Willie Simmons watches his team against Southeast Louisiana in the FCS playoffs. (Vaughn Wilson/HBCU Gameday)

The coming season will be the first for a full ASUN Football schedule. Both the ASUN and the WAC will play a full season among their own members, and both will have their own honors, awards and championship hardware. One of the two group winners will earn the ASUN-WAC AQ. Final policy to govern the AQ recipient will be determined in the coming weeks. 

Of course, the ASUN-WAC agreement isn’t the only one of its kind in the FCS. The Big South and Ohio Valley Conference have reached a similar agreement – both of those directly impacting HBCUs. North Carolina A&T will remain in the Big South for football in 2022 before departing for the Colonial Athletic Association in 2023 – which is part of the reason the Big South needed to team up with the OVC. The OVC, of course, is the current conference home of Tennessee State.

The reduction to 10 automatic qualifying bids (the MEAC, SWAC and Ivy League do not have autobids) means there are now 14 at-large bids available.

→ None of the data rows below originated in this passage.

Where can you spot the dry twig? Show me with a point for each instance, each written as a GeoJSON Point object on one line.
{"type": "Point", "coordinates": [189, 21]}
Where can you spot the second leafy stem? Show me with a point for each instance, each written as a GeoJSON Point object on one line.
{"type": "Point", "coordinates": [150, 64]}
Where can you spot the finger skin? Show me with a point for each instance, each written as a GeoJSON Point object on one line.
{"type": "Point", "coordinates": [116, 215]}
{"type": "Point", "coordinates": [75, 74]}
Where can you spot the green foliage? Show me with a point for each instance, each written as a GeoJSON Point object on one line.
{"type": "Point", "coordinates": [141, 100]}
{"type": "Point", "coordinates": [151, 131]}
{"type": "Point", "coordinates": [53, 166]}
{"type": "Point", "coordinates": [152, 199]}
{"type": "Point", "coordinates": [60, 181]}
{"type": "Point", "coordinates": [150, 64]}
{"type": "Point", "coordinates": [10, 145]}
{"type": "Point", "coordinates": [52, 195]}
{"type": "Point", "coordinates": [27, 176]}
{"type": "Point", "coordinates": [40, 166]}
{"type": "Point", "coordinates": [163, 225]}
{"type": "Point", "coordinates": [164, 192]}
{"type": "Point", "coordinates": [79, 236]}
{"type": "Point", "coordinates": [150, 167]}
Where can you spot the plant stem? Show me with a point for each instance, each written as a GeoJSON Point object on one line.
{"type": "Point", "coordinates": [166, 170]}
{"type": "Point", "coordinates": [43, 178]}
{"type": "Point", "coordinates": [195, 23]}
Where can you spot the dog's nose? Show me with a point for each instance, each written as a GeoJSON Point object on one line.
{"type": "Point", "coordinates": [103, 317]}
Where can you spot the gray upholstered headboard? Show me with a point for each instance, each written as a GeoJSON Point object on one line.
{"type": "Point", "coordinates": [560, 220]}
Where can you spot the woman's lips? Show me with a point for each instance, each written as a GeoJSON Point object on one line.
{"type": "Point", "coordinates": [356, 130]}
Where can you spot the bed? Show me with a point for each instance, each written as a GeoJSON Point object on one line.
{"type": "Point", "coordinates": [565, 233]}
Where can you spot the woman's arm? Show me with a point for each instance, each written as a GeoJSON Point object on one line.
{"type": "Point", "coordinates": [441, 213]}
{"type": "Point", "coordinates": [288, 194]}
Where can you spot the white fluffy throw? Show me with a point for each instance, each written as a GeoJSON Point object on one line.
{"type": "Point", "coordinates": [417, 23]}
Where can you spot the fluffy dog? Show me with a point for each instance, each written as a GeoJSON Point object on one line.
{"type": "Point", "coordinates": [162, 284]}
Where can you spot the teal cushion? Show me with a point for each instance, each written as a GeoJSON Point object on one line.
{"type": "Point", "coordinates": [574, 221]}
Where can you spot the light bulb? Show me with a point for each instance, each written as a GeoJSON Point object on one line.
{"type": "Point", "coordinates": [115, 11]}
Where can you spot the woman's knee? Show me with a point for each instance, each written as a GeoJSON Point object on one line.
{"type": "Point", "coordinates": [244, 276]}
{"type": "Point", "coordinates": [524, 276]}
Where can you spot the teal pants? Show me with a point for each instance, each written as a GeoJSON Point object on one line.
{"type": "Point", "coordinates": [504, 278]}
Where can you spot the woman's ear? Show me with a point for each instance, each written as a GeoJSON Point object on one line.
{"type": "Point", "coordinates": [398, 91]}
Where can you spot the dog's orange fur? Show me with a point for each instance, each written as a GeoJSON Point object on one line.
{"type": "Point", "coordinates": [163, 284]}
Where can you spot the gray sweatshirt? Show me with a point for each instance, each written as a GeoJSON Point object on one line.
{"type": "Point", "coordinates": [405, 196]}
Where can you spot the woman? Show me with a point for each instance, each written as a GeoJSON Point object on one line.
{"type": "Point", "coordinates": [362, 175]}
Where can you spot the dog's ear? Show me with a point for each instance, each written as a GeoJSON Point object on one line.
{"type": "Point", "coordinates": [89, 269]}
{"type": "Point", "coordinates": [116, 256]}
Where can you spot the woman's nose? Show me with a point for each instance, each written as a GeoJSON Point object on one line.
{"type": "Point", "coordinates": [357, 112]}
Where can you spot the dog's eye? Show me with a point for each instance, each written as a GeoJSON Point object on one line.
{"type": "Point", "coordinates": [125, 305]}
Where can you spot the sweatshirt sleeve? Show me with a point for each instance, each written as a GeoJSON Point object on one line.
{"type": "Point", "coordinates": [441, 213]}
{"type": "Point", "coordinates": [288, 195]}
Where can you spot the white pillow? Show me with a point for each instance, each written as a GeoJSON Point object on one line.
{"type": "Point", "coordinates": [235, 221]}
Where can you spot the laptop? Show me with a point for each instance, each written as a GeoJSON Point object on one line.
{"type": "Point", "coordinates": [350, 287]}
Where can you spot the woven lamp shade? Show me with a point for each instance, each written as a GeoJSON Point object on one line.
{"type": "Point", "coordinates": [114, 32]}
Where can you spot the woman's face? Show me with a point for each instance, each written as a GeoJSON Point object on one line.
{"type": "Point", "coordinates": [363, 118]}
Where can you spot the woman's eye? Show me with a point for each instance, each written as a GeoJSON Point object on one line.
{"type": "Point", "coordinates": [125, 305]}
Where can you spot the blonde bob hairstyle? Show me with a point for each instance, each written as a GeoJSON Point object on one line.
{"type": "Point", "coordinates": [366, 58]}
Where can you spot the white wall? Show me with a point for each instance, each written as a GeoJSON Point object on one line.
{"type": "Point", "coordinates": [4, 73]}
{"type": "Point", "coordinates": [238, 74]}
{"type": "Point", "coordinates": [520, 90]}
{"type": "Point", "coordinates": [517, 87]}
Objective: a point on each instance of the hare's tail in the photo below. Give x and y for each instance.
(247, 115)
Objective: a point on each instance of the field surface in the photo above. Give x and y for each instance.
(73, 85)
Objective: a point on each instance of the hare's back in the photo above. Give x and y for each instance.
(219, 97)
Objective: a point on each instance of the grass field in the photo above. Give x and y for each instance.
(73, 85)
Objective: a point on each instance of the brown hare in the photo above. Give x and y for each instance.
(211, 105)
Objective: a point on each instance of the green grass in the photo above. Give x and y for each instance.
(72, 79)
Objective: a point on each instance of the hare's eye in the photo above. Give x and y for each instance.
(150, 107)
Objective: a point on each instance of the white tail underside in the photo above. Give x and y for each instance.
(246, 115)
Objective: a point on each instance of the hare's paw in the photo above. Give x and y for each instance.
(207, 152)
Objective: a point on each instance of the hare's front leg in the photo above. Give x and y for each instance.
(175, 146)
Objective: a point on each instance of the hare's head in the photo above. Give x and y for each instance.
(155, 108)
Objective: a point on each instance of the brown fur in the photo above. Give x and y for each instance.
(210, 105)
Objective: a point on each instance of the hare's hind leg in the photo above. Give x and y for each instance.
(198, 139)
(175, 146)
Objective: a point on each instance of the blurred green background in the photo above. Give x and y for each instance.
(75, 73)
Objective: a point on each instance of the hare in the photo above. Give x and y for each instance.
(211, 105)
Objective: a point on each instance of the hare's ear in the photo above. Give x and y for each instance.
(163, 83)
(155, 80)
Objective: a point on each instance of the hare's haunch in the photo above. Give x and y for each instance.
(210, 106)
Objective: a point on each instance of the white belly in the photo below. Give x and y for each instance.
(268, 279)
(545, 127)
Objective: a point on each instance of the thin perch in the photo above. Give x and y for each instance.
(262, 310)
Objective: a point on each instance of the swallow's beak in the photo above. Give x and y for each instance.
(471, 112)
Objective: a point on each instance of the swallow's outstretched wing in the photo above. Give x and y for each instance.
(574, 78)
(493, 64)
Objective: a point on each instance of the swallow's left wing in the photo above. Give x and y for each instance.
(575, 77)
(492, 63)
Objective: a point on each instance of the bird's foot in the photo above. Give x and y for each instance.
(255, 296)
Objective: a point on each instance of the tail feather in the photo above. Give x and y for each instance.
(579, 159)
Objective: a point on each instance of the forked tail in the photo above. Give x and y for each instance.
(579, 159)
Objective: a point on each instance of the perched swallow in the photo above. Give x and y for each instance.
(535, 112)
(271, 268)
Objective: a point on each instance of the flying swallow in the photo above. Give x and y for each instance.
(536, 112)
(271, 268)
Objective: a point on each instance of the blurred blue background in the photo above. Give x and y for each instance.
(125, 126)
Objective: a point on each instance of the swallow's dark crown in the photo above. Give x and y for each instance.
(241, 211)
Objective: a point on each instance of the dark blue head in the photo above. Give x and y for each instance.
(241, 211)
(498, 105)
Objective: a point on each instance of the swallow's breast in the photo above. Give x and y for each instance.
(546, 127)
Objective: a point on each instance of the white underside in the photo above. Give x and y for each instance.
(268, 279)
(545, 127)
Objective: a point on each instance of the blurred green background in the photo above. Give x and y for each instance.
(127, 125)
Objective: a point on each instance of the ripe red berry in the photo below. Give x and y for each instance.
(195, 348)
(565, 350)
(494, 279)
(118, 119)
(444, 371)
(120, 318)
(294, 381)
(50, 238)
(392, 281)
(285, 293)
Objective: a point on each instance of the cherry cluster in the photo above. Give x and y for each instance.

Last season saw Florida A&M become the first SWAC team to get an automatic FCS playoffs bid since 1998 and the first HBCU since NC A&T did so back in 2016. The additional at-large bid will likely go to the higher-regarded conferences, which could help A&T and Hampton as future members of the CAA. It could also benefit the second-place MEAC team or a highly-regarded SWAC team that doesn’t win its division.

The Celebration Bowl is still the primary prize for most FCS HBCUs, but the FCS playoffs seems a little less elusive than it did just a year ago.